Al principio, no hice caso. Luego, al percatarme de reojo como la chica que se hallaba a mis espaldas sonreía pegada al cristal de la ventanilla, con la cara tan vuelta que a penas pude distinguir su boca, llegué a pensar qué estaría hablando con uno de esos teléfonos diminutos de última generación que causan la sensación de que quien habla con ellos está hablando solo. Pero volviendo a observarla con un detenimiento rayano en el descaro llegué a la conclusión de que no había teléfono alguno, ni siquiera su compañera de asiento le prestaba atención.

Me quité el auricular y, de paso, reparé con más atención en su cara. De nuevo, “¡Vamos a cantar…!” “¿Sí...? ¡A cantar…!” “Cantar...”. Era ella, Ofelia con su mortuoria palidez y sus ojos vencidos por un sueño que se augura eterno devuelta a la vida en aquel cuadro de Dante Gabriel Rossetti. ¿O, tal vez, fuese alguna otra de aquellas adolescentes de tez pálida, ojos enormes y tristes así como largo cabello pelirrojo concebidas por la necrófila imaginación de otro pintor prerrafaelista?

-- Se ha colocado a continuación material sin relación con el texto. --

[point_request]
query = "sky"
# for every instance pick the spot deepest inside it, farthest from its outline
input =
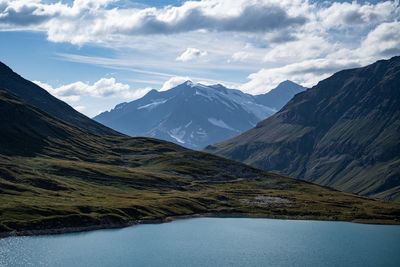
(95, 54)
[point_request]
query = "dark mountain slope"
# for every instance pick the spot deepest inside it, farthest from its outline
(40, 98)
(55, 177)
(279, 96)
(192, 115)
(343, 132)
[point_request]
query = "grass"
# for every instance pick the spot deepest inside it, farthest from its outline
(56, 176)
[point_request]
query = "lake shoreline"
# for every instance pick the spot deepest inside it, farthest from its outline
(66, 230)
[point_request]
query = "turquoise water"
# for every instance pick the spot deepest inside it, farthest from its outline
(213, 242)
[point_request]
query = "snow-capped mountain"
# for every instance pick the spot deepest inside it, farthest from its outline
(191, 114)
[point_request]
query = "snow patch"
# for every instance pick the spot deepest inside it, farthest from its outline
(221, 124)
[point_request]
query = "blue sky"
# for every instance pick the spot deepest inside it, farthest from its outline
(96, 54)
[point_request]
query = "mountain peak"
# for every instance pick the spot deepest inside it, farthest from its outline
(342, 133)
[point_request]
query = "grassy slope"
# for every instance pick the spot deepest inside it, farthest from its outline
(72, 179)
(342, 133)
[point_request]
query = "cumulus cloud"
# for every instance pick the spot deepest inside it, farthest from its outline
(89, 20)
(173, 81)
(299, 40)
(105, 87)
(354, 14)
(191, 54)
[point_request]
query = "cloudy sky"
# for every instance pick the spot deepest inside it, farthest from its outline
(95, 54)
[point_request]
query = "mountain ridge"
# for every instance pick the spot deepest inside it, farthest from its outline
(38, 97)
(63, 178)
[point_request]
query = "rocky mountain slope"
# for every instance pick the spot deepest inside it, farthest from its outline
(195, 115)
(56, 177)
(344, 133)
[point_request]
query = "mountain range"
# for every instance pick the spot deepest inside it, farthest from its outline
(73, 174)
(39, 98)
(195, 115)
(343, 133)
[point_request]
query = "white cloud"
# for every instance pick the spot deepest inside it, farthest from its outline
(275, 40)
(174, 81)
(240, 56)
(383, 41)
(80, 108)
(105, 87)
(190, 54)
(355, 14)
(92, 21)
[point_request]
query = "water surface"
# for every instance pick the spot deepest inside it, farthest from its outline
(213, 242)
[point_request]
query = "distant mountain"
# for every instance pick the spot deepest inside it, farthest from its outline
(56, 177)
(344, 132)
(279, 96)
(37, 97)
(195, 115)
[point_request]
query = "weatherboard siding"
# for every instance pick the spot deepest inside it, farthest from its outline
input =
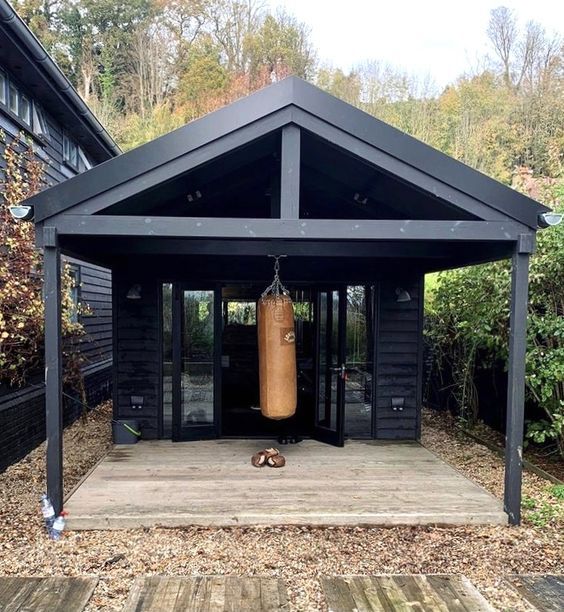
(398, 361)
(137, 351)
(22, 412)
(398, 356)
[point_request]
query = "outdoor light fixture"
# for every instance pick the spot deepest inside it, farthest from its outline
(402, 295)
(136, 402)
(22, 213)
(194, 196)
(549, 219)
(398, 404)
(134, 292)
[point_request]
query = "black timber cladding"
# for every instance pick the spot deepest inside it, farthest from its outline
(290, 101)
(137, 369)
(399, 329)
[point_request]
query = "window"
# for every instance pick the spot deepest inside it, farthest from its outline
(22, 106)
(40, 126)
(14, 98)
(74, 156)
(70, 151)
(74, 292)
(25, 110)
(3, 83)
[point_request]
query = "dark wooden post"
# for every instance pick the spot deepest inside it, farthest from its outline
(516, 378)
(290, 173)
(53, 367)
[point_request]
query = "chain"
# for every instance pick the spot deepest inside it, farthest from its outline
(276, 287)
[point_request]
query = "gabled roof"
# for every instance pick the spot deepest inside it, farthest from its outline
(289, 101)
(36, 69)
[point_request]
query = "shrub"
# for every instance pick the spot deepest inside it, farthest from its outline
(468, 325)
(21, 300)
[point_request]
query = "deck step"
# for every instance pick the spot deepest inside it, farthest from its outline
(425, 593)
(209, 593)
(544, 592)
(36, 593)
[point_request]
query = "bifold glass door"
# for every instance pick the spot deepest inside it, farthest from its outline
(195, 414)
(345, 339)
(331, 368)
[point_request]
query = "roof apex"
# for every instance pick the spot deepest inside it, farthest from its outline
(273, 105)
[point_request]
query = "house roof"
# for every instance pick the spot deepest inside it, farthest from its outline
(291, 101)
(25, 56)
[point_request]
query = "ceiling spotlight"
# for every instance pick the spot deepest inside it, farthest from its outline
(360, 199)
(549, 219)
(21, 213)
(402, 295)
(194, 196)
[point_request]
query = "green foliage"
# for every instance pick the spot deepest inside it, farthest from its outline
(468, 320)
(547, 509)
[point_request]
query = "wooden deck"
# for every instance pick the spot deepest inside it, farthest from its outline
(45, 594)
(431, 593)
(543, 592)
(207, 593)
(213, 483)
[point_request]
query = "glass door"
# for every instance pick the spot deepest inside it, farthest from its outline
(331, 368)
(195, 385)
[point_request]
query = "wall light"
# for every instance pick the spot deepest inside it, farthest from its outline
(549, 219)
(402, 295)
(134, 292)
(22, 213)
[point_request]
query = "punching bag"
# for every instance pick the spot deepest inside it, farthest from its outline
(277, 353)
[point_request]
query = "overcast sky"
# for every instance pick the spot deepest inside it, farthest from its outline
(437, 38)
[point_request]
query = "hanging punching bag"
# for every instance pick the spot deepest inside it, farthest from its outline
(277, 352)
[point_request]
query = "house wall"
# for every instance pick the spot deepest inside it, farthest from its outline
(22, 412)
(399, 331)
(137, 351)
(138, 355)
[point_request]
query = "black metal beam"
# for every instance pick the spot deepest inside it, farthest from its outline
(435, 252)
(53, 368)
(290, 173)
(516, 386)
(316, 229)
(396, 166)
(122, 185)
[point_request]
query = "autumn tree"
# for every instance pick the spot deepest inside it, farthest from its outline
(21, 300)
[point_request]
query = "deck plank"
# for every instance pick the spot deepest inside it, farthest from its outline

Sonrió. Y aquel gesto delicioso de niña se perdió en su mundo de hadas y de rosáceas cortinas de tul ignorándome a mí y al resto de los pasajeros que permanecíamos impasibles con respetuosa indiferencia. Cogió su pesada mochila, y con su mano izquierda, agarrotada por una especie de parálisis por la que revolvía constantemente su dedo índice hacia arriba de forma compulsiva, partió a la carrera saltando y cantando aquella y otras mil canciones más hacia un patio de recreo que solo existía para ella y sus amigos de ensueño.

Dios mío, también ella. El anciano que le reprochaba al asiento de enfrente; la chica de la sonrisa estúpida y la mirada perdida, tal vez por una desgracia irreparable; las ancianas para las que ser decapitado era una especie de mal menor que podía tener la misma solución que un simple constipado o un dolor de estómago; y ahora aquella pobre niña de unos dieciocho o veinte años recién huida de su cuarto de juguetes. Todos enajenados, idos, locos. Parecía como si aquella pandilla de pobres diablos, en su delirio, creyendo a pies juntillas que aquel autobús fuese a llevarlos al Dorado de la cordura, hubieran concertado un viaje del que yo también debía formar parte como uno más de ellos.

¿Acaso era yo el único cuerdo en aquel grupo? ¿O tal vez era yo el único loco? No lo supe ni tampoco me interesé en escribir sobre mí mismo. Tan solo cerré los ojos y seguí escuchando la obra de Verdi, esta vez con el volumen más bajo hasta que tras el Amén final el reproductor volvió al inicio de la obra. Fue entonces cuando dejé que el viaje transcurriese con su apacible monotonía.

Habían pasado veinte minutos desde que había subido a aquel autobús y únicamente me apetecía que se detuviese, bajar y tomarme una cerveza y también, cómo no, pensar en cosas más concretas, más tangibles.